A British court has rejected claims by Tesla that a television show misrepresented the performance of its electric cars. The verdict comes amid a bitter row between Tesla and the New York Times over a scathing review.
Tesla brought a lawsuit against the British Broadcasting Corporation in March 2011 over a 2008 edition of Top Gear. The suit took issue with a scene in which, following a track test, a Tesla Roadster vehicle was shown being pushed away from the track having run out of charge.
In fact, the scene was staged, though the producers said it was designed to represent what would eventually have happened based on extrapolations from its actual testing. Tesla also objected to the show allegedly implying that it had lied about the Roadster’s capacity. Host Jeremy Clarkson said in a voiceover that “Although Tesla say it will do 200 miles, we worked out that on our track it would run out after just 55 miles and if it does run out, it is not a quick job to charge it up again.”
Tesla lost its initial case but brought an appeal. That’s now been thrown out by a panel of three judges including Lord Justice Moore-Bick, who noted that he had watched the episode several times before making a ruling. The judges upheld the original verdict that said it would be clear to the viewers that the 55 mile range referred to the aggressive driving Top Gear used on a racing track test, rather than its range in ordinary road driving.

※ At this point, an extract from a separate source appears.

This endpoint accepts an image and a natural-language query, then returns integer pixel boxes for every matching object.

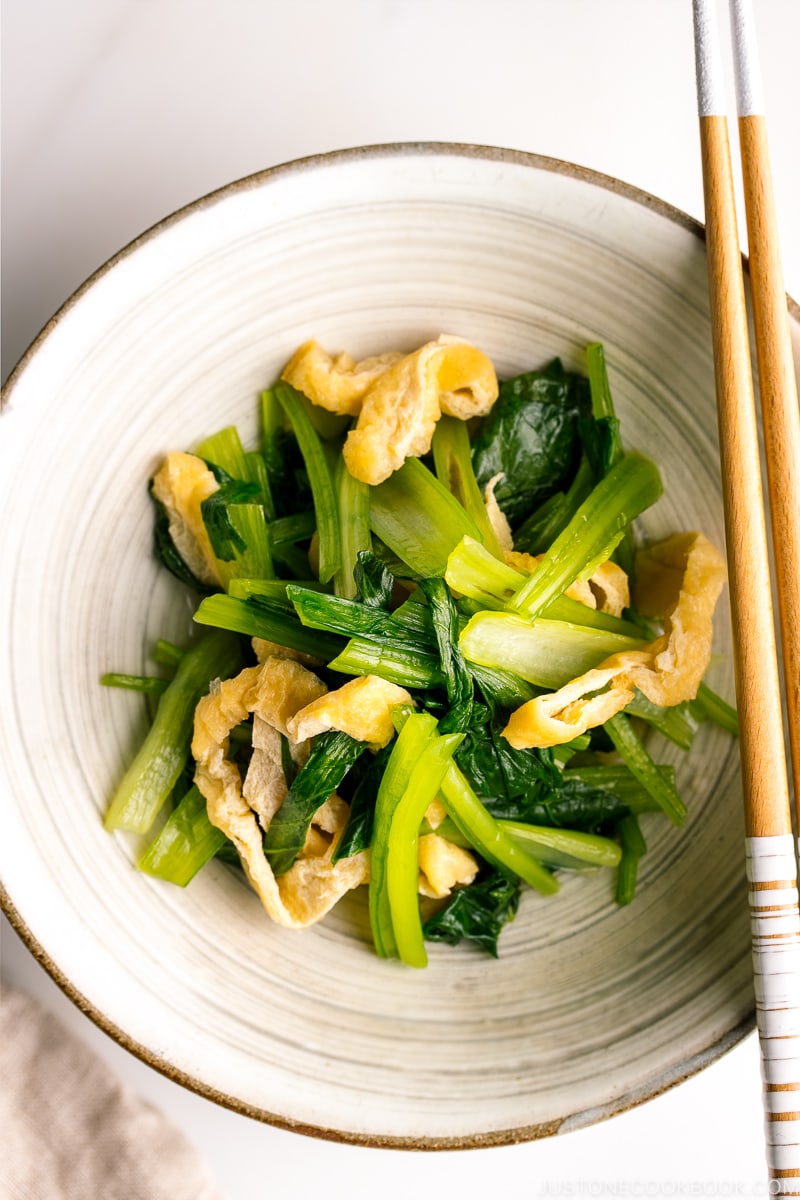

The appeal court also rejected the suggestion that Tesla deserved additional damages because sales in the UK were much lower than expected thanks to the adverse publicity and the affair had damaged investor confidence. The judges upheld the original verdict that said there was no clear evidence linking the broadcast to any specific damage to the company.
Meanwhile the war of words between Tesla and the New York Times continues. Following a road test review claiming the Model S car’s range was far below what was advertised and the writer was left stranded when it ran out of juice, Tesla published monitoring data from the vehicle. It says this proves writer John Broder repeatedly lied, though Broder disputes this interpretation.